Kenny Williams strikes again. It has been common knowledge around the league that the White Sox have been in pursuit of Adam Dunn for some time and Kenny finally got his man. Williams has a way of making deals appear virtually out of thin air and this is no exception. While we all knew that Williams and the White Sox tried - and failed - to swing a deal with the Nationals for the slugger at the trade deadline last year, there had been little to no news on that front so far this off season. So when the news came that a deal was in place it surprised me a bit. Not because I didn't consider the possibility of Dunn coming to the Sox, but rather because it happened so fast.
When I ran down the payroll situation of the White Sox at the outset of this years off season, I knew Williams was going to have his hands full trying to improve his club enough to leapfrog the Twins while having little money to work. With and some tough positions to fill, even with the expected non-tendering of closer Bobby Jenks, money was still going to be tight. Thankfully, the deep pockets of owner Jerry Reinsdorf appear to be giving Williams a little extra wiggle room.
Payroll constraints not withstanding, one area that seemed almost certain to be addressed was designated hitter, where the White Sox received horrible production after a failed experiment at signing light hitting position players to man a position where hitting is the only job.
By signing Dunn to a 4 year 56 million dollar deal the White Sox have ensured that they'll have one of the games pre-eminent power hitters in the middle of their lineup for years to come.
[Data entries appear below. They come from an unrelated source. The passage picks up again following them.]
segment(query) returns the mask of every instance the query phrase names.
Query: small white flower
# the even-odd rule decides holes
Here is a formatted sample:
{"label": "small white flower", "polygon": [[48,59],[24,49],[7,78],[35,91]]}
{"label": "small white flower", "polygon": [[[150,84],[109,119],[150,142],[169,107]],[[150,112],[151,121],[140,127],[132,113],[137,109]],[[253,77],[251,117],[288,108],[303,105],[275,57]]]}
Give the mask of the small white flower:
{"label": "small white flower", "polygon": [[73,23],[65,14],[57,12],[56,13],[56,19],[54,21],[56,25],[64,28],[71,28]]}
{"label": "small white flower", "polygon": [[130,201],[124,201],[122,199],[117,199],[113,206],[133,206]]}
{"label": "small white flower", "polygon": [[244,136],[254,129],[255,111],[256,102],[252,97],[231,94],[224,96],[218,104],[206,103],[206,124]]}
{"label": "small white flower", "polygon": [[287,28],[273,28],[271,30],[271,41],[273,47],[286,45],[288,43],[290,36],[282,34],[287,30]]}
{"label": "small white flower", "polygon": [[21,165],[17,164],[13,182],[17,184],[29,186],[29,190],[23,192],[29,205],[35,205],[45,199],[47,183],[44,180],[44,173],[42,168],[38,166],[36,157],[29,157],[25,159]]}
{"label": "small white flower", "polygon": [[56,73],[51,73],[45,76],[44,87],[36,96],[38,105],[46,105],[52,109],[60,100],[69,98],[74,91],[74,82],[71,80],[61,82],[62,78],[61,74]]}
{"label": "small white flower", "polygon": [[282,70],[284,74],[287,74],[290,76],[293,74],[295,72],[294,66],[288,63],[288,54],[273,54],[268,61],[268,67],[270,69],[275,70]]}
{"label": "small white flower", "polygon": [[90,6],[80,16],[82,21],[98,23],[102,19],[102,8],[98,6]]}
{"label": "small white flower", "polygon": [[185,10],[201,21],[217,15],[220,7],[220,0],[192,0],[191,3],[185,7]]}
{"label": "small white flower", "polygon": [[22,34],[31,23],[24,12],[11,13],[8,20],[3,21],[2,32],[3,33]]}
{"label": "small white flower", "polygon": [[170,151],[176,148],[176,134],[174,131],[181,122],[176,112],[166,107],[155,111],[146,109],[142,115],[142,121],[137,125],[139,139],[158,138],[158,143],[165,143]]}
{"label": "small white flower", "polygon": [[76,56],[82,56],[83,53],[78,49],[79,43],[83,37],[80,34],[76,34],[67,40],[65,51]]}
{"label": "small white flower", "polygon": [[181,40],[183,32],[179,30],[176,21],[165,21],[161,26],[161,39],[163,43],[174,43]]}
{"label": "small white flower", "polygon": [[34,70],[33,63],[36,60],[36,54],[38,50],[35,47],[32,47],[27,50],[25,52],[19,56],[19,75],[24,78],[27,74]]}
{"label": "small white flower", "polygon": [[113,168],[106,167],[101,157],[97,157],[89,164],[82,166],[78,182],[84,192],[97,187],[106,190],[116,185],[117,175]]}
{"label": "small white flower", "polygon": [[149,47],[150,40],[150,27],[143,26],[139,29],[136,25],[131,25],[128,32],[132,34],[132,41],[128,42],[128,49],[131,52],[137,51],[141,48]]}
Though, much like with the signing of Victor Martinez in Detroit, they'll be getting Dunn for the tail end of his prime and the beginning of his decline phase as he'll be 32 in 2011. Of course, all players age differently and there is nothing to say that Dunn wont produce the best numbers of his career while in Chicago. Dunn could provide a fantastic complement to the right handed Paul Konerko, should the White be able to bring him back (more on that later) - or anchor a lineup all on his own should a deal not be able to be worked out.
One of the most prolific home run hitters in the game today - and one of it's most prolific strikeout artists (32.8% for his career!) - Dunn is the definition of a all-or-nothing swinger. Of his 145 hits last year, 76 went for extra bases. Dunn is going to swing and miss a lot, that's just a fact of life, but when he doesn't miss, he has a tendency to hit the ball very, very hard. Of course, it's not just Dunn's power that makes him valuable, he's also one of the games best at taking a walk (I guess the thought of a strike being hit 450 feet will entice guys to nibble a bit more than normal). His power/on-base combination have made him one of the games best, and most consistent offensive forces as he has posted an OPS of .890 or better in six of the past seven seasons.
Of course, we also know that Dunn has his faults. There are the strikeouts of course, but there is plenty of debate as to just how much worse a strikeout is than another sort of out - or if it's worse at all. So I'll leave the relevance of that particular aspect of his game to your own judgment. Because of the strikeouts, Dunn isn't going to hit for average, but thankfully to say, he takes all those walks which still allows him to be an on-base machine. What isn't debatable is the fact that playing Dunn at any position is a serious hazard to health of your pitchers ERA's. After five straight seasons with a mind-boggling -23 UZR/150 (AT LEAST!!!) or worse at first base, Dunn showed some improvement during the past year, but it's likely that's just noise. And, in left field he's really no better.
He's so bad in fact that playing him in the field regularly forces him to lose a massive amount of his value. In 2009, for instance, despite posting a .928 OPS (good for a 4.1 oWAR according to Baseball-reference) was worth a -3.2 dWAR. So in the end, his value - at least according to WAR, was just barely above average. While that's an extreme example (his dWAR has never approached those numbers again) he's fairly consistently cost his team significantly on the field.
Thankfully to say, the White Sox play in the American League where they can bury his glove at DH. Initially Dunn had been hesitant to accept a role with a team that would use him as a designated hitter (probably because it lowers a players value as a free agent by a good amount), but it appears he's come around. If the White Sox can avoid deploying Dunn in their defensive rotation as much as possible, it's likely that he'll be worth a consistent 3.5-4.0 WAR for at least the first 2-3 years of his contract. If so, this could be a brilliant deal for the White Sox. But if Ozzie Guillen should, for some reason, insist on playing Dunn in the field, this could just as easily become a disaster.
If we assume that Dunn can be worth at least 3.0 WAR per year, an easily attainable goal provided good health and minimal time playing defense, he'd be worth a minimum of around 51m. That's close enough to even money for a free agent signing for it to be considered a success. And really, 3.0 WAR as a DH is probably his downside. If he can produce the way he has throughout his career he should easily be worth more. At the likely rate of around 4.0 WAR, he'll be worth 68m - a number that would easily eclipse what the White Sox will be paying him.
If properly utilized, Dunn should provide a legitimate middle-of-the-order run-producing bat for the next four years who can help mash the White Sox back to the post season in homer-friendly US Cellular. He could also prove to be something even more rare - a free agent steal.